Laboratory tests reveal:

– Bilirubin: 32 µmol/l
– ALP: 220 u/l
– ALT: 95 u/l
– γGT: 110 u/l
– Albumin: 36 g/l

An ultrasound scan is performed and shows a 4x4cm abscess in the right lower lobe of the liver. The abscess is drained through aspiration. What is the most appropriate treatment for this patient?

MRCP2-2861

An 82-year-old nursing home resident comes to you with symptoms of pyrexia, myalgia, and coryza that have been present for 48 hours. During the examination, you notice that the patient has a temperature of 37.9ºC and is visibly coryzal. Upon auscultation, her chest is clear. A chest X-ray also shows no abnormalities. The patient’s family members inform you that the nursing home has recently been closed to visitors due to an outbreak of Influenza.

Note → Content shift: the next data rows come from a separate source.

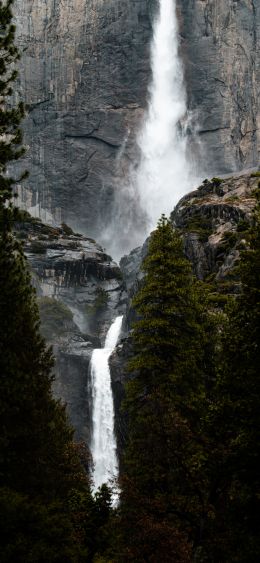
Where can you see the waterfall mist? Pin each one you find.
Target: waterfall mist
(164, 173)
(103, 443)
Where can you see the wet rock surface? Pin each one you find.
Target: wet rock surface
(85, 69)
(80, 292)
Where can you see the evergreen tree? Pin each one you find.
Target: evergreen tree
(163, 505)
(10, 116)
(46, 510)
(234, 422)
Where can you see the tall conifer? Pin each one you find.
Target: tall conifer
(162, 487)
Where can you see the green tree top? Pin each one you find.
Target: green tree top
(10, 115)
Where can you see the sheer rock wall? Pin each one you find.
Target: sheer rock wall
(84, 74)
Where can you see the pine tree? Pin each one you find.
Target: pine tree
(163, 486)
(46, 510)
(234, 421)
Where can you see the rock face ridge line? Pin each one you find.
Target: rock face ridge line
(88, 62)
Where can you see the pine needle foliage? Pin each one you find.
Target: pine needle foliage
(163, 486)
(234, 420)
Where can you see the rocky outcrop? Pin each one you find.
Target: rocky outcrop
(220, 47)
(84, 75)
(80, 291)
(213, 222)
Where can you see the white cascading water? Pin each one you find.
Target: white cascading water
(165, 171)
(163, 175)
(103, 444)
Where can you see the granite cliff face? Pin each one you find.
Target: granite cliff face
(80, 292)
(213, 221)
(84, 74)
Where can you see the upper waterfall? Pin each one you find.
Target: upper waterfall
(163, 175)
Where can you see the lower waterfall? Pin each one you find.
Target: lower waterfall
(103, 443)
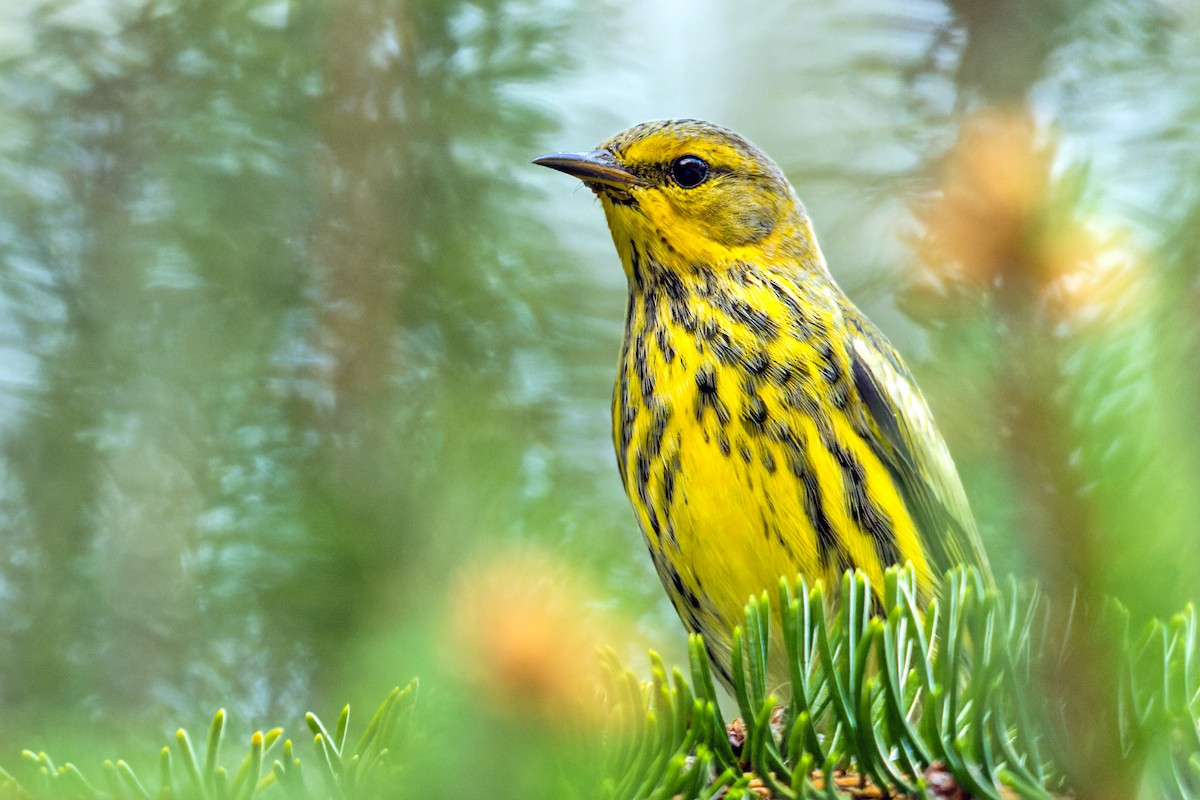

Given this information, what medication should you consider adding to the patient’s treatment plan?

MRCP2-2862

A 70-year-old man visits the tuberculosis clinic with complaints of worsening lower back pain over the past 6 months. Despite taking analgesics, the pain has become unbearable and has affected his mobility. He lives with his wife on their farm and has been independent until now. His medical history includes hypertension, diet-controlled type 2 diabetes mellitus, and benign prostatic hypertrophy. He had tuberculosis at the age of 25, but he cannot recall the treatment he received. An MRI of his spine reveals lumbar 4/5 discitis, and a biopsy is scheduled, which grows acid-fast bacilli on culture. What is the appropriate treatment regimen for this patient?

MRCP2-2863

A 30-year-old man presents to his primary care physician with a two-month history of dysphagia and odynophagia. He has a medical history of HIV but is non-compliant with his anti-retroviral treatment.

Observations:

Heart rate: 88 beats per minute
Blood pressure: 120/72 mmHg
Respiratory rate: 18/minute
Oxygen saturations: 98% on room air
Temperature: 37ºC

During the examination, white patches are observed on the gums, tongue, and extending beyond the pharynx. Other than that, the examination is unremarkable.

What is the most suitable treatment?

MRCP2-2864

A 47-year-old man presents to the acute medical unit with a 3-week history of pain and difficulty when swallowing. He reports a weight loss of approximately 2-3 kg due to reduced oral intake. The patient has a medical history of previous hospital admissions for lower respiratory tract infections and lower limb deep vein thrombosis.

Upon examination, the patient appears cachectic with multiple well-defined white plaques over the oral mucosa. His abdomen is soft and non-tender with no palpable masses.

CD4 count < 100 cells/mm³ What is the most appropriate course of action for managing this patient?

MRCP2-2865

A 26-year-old female came to the clinic complaining of dysuria and a recent onset of vaginal discharge. She has been engaging in unprotected sexual activity with a new male partner for the past six weeks. Her NAAT test showed positive results for Chlamydia and negative for gonorrhoeae infection. She is currently on her menstrual cycle.

What is the recommended initial treatment for this infection?